Our personal situation determines what we notice in the world about us- a newly pregnant or miscarried woman sees babies and toddlers everywhere; a divorcing woman finds herself surrounded by annoyingly happy couples… oh, maybe that was just me again?
These days I see life through a prism of rare disease. I know that, collectively, rare diseases are not rare, and I look for them in all the medical dramas. My mind buzzes with possible connections, learning from this site or that, wondering how to make an impact. A few weeks ago, Kieran Goss spoke of his style of performance; he’s not out to be glossy, flash or technically impressive, he wants to connect with people. My mind flew off in a tangent of affirmation. Exactly that- the Rare Disease Partnership want to connect people. We want to influence politicians and policy makers by ensuring they connect with patients and carers to find out the reality of living with a rare condition- or multiple rare conditions. We want them to find out what we are talking about, why these things matter, and what can be done about them.

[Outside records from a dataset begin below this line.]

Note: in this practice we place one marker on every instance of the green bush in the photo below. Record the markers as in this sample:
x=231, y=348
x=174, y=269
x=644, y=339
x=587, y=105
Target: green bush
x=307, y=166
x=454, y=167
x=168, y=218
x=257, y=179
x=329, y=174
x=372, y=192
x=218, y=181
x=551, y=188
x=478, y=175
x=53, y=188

When we saw Arlo Guthrie, I didn’t have to go off on a tangent. Rare disease was right there, openly in the room with us. Arlo’s dad, folk singer, collector and writer, social activist and all round lefty, Woody Guthrie, had the rare neurological disorder Huntington’s Disease. HD is usually inherited, and so a diagnosis is devastating for a family, including but beyond the immediate care issues.
Arlo was asked about HD and chose to answer by talking about the work his mother undertook to raise funds and awareness of the condition. She wanted to connect families, share resources, encourage research and service provision. Mrs Guthrie helped form what became the Huntington’s Disease Society of America. Arlo talked of her hopes and frustrations, her disappointments, and how her concerns were dismissed.
Particularly telling was his story of the meeting with Watson or Crick, (two of the DNA discoverers) I can’t remember which. Oh, I was thinking, that’s a bit of a coup. Genetics! The guys with the prize! Hurrah!
Mrs Guthrie was told that there’d be more money in developing different colours of toothpaste than in discovering a treatment or cure for HD, so the research simply wouldn’t get done.
To date there is no cure or effective treatment for Huntington’s Disease, one of the better known rare diseases. Most people affected by rare disease don’t have access to Nobel prize winners or to Congress.
We just keep on keeping on, making the noise we can, trying to connect. Trying to make a difference.